Plausibility judgments
One of the primary forces that guides story-building is plausibility. For each state transition, from State-0 to State-N, the reasoner gages the plausibility of that transition.
Our notion of plausibility is psychological, not philosophical, linguistic or computational. Plausibility judgments entail plausibility gaps that need to be filled in. These plausibility gaps stimulate curiosity. People search for additional information that will fill in the gaps.
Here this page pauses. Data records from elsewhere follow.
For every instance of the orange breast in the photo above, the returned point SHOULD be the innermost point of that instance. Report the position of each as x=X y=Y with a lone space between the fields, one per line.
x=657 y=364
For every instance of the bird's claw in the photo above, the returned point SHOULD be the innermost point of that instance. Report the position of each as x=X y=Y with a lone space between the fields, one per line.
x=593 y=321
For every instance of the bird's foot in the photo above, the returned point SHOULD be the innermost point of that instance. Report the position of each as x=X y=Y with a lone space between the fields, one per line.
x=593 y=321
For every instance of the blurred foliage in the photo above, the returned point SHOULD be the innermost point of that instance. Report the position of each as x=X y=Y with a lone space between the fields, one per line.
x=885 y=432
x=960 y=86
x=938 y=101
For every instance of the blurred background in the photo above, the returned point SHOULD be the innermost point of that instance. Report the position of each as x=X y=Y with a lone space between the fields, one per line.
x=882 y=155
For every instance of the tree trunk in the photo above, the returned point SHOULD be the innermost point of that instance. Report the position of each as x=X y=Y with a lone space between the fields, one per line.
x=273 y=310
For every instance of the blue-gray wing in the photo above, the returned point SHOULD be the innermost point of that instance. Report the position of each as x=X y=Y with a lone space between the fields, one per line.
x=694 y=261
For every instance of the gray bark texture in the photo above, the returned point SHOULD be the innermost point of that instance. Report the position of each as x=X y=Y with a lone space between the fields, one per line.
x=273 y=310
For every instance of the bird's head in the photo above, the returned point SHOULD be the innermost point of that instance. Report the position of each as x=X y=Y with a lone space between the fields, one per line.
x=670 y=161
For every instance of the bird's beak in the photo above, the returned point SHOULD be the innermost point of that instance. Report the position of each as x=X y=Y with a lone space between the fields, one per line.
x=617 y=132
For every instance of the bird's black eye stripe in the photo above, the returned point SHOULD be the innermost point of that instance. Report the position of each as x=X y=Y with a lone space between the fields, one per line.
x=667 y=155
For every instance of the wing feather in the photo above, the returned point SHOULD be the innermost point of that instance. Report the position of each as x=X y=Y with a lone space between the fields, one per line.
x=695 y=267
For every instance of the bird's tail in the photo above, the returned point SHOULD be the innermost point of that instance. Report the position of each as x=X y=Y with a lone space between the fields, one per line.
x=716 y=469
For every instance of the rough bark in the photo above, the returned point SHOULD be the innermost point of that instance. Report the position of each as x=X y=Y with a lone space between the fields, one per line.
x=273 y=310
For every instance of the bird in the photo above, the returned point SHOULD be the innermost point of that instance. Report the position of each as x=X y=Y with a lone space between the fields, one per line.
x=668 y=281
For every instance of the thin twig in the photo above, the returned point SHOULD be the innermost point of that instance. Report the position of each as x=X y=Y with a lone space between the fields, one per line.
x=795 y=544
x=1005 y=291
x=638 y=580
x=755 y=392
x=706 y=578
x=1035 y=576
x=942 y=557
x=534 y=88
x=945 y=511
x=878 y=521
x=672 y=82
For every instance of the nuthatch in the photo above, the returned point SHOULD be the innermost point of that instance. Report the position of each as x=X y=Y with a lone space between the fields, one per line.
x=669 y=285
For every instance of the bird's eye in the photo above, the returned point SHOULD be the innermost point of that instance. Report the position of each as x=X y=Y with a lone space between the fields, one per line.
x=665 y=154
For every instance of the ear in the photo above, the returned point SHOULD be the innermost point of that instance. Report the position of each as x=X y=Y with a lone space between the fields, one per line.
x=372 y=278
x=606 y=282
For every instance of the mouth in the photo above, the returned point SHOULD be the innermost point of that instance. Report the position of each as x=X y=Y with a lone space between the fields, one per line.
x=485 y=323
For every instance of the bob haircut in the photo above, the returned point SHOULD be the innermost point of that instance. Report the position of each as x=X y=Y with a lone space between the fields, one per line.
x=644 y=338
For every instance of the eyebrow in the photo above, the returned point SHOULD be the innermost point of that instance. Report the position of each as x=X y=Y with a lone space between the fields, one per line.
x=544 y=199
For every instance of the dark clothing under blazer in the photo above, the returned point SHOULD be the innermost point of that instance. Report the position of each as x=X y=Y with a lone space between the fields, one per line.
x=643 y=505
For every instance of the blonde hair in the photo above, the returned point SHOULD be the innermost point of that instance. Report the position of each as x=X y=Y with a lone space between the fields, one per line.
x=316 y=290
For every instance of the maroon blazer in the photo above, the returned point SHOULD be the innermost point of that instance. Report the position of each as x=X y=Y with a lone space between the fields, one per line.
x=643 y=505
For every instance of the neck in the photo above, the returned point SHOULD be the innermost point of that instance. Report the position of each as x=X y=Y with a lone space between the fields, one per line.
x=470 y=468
In addition, plausibility judgments operate at a second level shown in Figure 2–assessing the efforts to fill the plausibility gaps within the state transitions. People try to fill the gaps by making assumptions–a key part of the explaining process. If the plausibility gaps cannot be satisfactorily filled, confidence in the story is reduced or even lost. People may shift into a “snap-back” mode, as described by Cohen et al. (1997). During an incident, if the initial diagnosis is wrong, the anomalies will persist and increase. So, the effort of explaining away the anomalies and filling the gaps becomes greater and greater, either because there are more and more anomalies to explain away, or because the effort at explaining away is just too great. At that point, people become skeptical of the story and start searching for an alternative story, or they become more receptive to an alternative story that they had been dismissing. Conversely, when it is easy to build the mental simulation of how the state transitions work, people tend to judge those transitions as plausible. This is discussed in the judgment and decision-making literature as the simulation heuristic (Kahneman and Tversky, 1984).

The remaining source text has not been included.